FYI Math — Worked Example (study vs. sleep)
Setup. Let \(X\) = study hours and \(Y\) = sleep hours. Use \(\mu_x=3,\ \sigma_x=1,\ \mu_y=7,\ \sigma_y=1.2,\ \rho=-0.4\). Rectangle: \([2,4]\times[6,8]\).
Goal. \[ p=\Pr(2\lt X\lt 4,\ 6\lt Y\lt 8) =\iint_{[2,4]\times[6,8]} f_{XY}(x,y)\,dx\,dy. \]
- Independence baseline (\(\rho=0\)). \[ \Pr(2\lt X\lt 4)=\Phi(1)-\Phi(-1)=0.682689\ldots \] \[ \Pr(6\lt Y\lt 8)=\Phi\!\Big(\tfrac{8-7}{1.2}\Big)-\Phi\!\Big(\tfrac{6-7}{1.2}\Big) =\Phi(0.8333\ldots)-\Phi(-0.8333\ldots)=0.595343\ldots \] \[ p_0=\Pr(2\lt X\lt 4)\Pr(6\lt Y\lt 8)\approx \boxed{0.4064}. \]

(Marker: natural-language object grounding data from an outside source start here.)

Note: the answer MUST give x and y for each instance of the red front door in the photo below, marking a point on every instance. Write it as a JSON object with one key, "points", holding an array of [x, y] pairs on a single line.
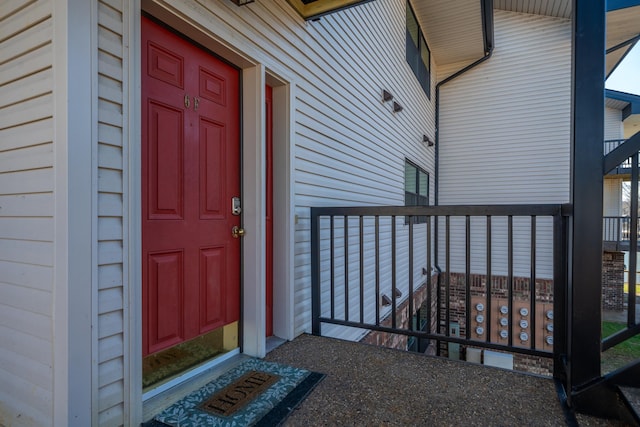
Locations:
{"points": [[190, 173]]}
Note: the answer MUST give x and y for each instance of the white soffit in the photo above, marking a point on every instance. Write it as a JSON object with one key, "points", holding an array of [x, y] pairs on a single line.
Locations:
{"points": [[555, 8], [453, 29], [622, 25], [615, 103]]}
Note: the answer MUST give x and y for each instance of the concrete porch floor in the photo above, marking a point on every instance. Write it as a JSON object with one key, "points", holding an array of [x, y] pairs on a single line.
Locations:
{"points": [[372, 386]]}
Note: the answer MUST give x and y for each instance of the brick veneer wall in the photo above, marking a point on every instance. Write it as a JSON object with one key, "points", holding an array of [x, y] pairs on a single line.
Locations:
{"points": [[499, 288], [613, 281]]}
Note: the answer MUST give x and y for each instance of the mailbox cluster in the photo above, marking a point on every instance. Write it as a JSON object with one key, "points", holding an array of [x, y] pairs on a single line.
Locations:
{"points": [[519, 318]]}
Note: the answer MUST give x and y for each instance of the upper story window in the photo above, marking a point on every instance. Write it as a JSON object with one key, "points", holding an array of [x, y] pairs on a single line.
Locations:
{"points": [[418, 53], [416, 187]]}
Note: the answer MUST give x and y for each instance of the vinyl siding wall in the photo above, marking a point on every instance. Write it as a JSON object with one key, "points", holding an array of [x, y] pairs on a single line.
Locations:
{"points": [[112, 374], [26, 213], [349, 148], [613, 129], [504, 136]]}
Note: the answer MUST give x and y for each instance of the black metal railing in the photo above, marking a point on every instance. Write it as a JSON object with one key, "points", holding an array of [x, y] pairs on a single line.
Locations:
{"points": [[498, 272], [616, 230], [609, 146], [627, 240]]}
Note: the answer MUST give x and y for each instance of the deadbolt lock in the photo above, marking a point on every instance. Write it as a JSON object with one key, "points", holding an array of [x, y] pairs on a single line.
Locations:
{"points": [[237, 231], [236, 208]]}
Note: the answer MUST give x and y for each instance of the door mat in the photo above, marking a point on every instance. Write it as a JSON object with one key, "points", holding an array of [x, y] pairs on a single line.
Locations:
{"points": [[254, 393]]}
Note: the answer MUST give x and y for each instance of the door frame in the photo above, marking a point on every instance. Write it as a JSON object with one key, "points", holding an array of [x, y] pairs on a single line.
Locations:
{"points": [[193, 22]]}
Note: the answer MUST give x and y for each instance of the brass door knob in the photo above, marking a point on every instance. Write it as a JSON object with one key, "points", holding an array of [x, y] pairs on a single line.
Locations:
{"points": [[237, 231]]}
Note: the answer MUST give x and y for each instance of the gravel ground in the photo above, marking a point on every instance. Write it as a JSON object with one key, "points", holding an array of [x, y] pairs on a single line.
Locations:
{"points": [[373, 386]]}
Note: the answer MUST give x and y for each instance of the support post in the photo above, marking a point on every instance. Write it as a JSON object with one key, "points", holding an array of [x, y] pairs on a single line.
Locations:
{"points": [[585, 245]]}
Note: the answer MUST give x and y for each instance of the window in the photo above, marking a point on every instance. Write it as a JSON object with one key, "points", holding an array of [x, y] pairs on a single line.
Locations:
{"points": [[418, 53], [416, 188]]}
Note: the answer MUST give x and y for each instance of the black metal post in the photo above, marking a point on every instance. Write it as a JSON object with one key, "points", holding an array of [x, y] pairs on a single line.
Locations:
{"points": [[633, 244], [315, 273], [585, 247]]}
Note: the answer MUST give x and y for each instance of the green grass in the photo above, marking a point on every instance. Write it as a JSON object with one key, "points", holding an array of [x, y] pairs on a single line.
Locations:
{"points": [[629, 348]]}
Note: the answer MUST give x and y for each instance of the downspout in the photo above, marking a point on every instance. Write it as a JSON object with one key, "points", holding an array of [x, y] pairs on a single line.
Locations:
{"points": [[487, 29]]}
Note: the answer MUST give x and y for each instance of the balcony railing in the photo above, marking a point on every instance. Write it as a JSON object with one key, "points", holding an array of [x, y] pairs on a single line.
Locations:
{"points": [[490, 277], [616, 232], [609, 146]]}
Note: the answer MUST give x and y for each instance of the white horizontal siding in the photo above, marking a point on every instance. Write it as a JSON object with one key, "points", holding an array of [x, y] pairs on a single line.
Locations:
{"points": [[349, 147], [504, 125], [26, 213], [111, 370], [612, 199]]}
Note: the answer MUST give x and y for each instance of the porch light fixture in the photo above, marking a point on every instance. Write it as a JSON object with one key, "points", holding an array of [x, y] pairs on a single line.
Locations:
{"points": [[428, 140], [314, 9]]}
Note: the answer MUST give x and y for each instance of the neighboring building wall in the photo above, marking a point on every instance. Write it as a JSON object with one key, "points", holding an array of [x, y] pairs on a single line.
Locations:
{"points": [[505, 131], [612, 184], [26, 213], [349, 147], [612, 198], [613, 127]]}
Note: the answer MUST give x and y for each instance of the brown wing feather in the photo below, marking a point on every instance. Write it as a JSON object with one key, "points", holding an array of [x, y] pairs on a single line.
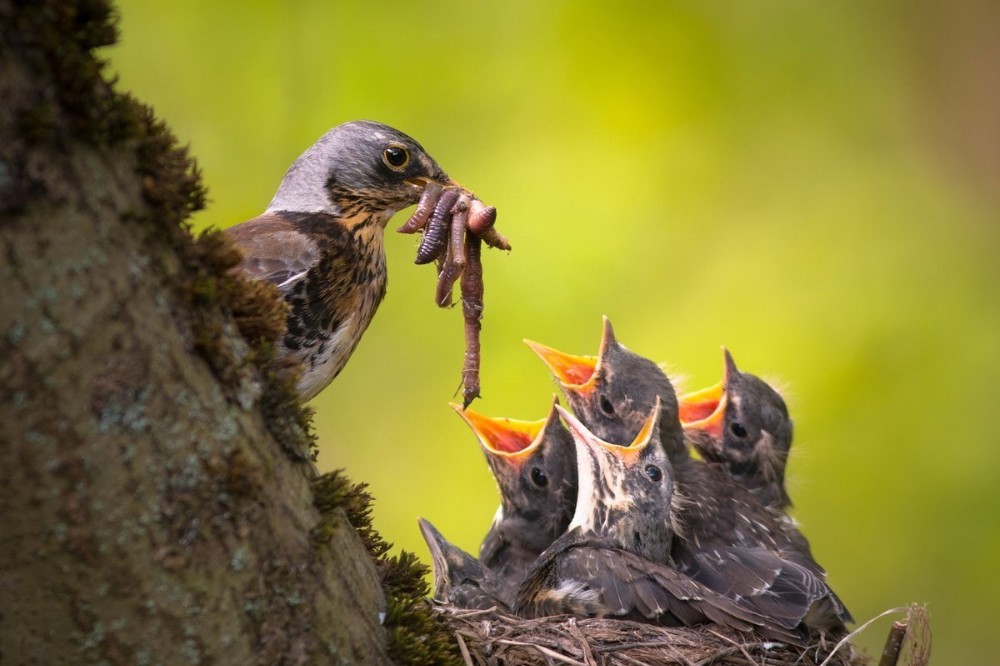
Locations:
{"points": [[274, 250]]}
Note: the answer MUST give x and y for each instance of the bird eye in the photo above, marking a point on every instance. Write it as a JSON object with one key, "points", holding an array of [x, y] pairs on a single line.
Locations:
{"points": [[396, 157], [538, 477]]}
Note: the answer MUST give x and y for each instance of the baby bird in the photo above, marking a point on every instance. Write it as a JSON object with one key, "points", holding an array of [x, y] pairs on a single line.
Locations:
{"points": [[743, 424], [534, 464], [603, 566], [725, 538], [459, 578]]}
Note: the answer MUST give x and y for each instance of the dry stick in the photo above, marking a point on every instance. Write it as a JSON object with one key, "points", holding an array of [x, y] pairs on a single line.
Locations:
{"points": [[734, 643], [464, 650], [857, 631], [546, 651], [893, 644], [472, 312], [588, 656]]}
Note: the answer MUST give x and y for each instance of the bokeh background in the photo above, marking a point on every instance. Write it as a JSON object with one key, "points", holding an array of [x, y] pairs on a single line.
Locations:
{"points": [[814, 185]]}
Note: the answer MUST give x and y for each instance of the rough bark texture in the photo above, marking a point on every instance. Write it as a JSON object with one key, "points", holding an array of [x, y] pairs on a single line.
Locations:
{"points": [[152, 512]]}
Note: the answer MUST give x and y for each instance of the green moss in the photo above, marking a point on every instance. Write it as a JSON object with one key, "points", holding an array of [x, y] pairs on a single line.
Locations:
{"points": [[415, 633]]}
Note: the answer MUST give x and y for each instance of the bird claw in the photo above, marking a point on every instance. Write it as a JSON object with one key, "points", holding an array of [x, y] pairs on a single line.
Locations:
{"points": [[455, 224]]}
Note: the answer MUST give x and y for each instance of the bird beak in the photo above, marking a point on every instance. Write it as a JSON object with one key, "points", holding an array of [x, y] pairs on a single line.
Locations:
{"points": [[597, 459], [628, 454], [705, 410], [506, 439], [699, 404], [572, 372]]}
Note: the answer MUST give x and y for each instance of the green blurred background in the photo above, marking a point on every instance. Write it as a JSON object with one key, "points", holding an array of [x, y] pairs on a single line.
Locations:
{"points": [[814, 185]]}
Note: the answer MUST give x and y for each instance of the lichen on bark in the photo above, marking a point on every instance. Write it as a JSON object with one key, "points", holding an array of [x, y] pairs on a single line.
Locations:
{"points": [[153, 512]]}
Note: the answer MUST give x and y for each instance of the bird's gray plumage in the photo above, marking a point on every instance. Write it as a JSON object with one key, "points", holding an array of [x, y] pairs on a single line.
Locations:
{"points": [[459, 578], [320, 241], [537, 485]]}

- With correlation via conditioning (\(\rho=-0.4\)). For the bivariate normal, \[ Y\mid X=x \sim \mathcal N\!\big(m(x),\, s^2\big),\quad m(x)=\mu_y+\rho\frac{\sigma_y}{\sigma_x}(x-\mu_x),\quad s=\sigma_y\sqrt{1-\rho^2}. \] Numerically, \[ m(x)=7+(-0.4)\cdot1.2\,(x-3)=\boxed{8.44-0.48x},\qquad s=\boxed{1.0998\ldots}. \] Hence \[ p=\int_{2}^{4} f_X(x)\left[ \Phi\!\Big(\tfrac{8-m(x)}{s}\Big)-\Phi\!\Big(\tfrac{6-m(x)}{s}\Big) \right]\,dx \ \approx\ \boxed{0.4258}. \] (Monte Carlo with \(n=60{,}000\): \(\hat p\approx 0.4275\).)
Interpretation. The negative correlation tilts contours; here it slightly increases mass in the rectangle compared with independence (\(0.4258\) vs \(0.4064\)).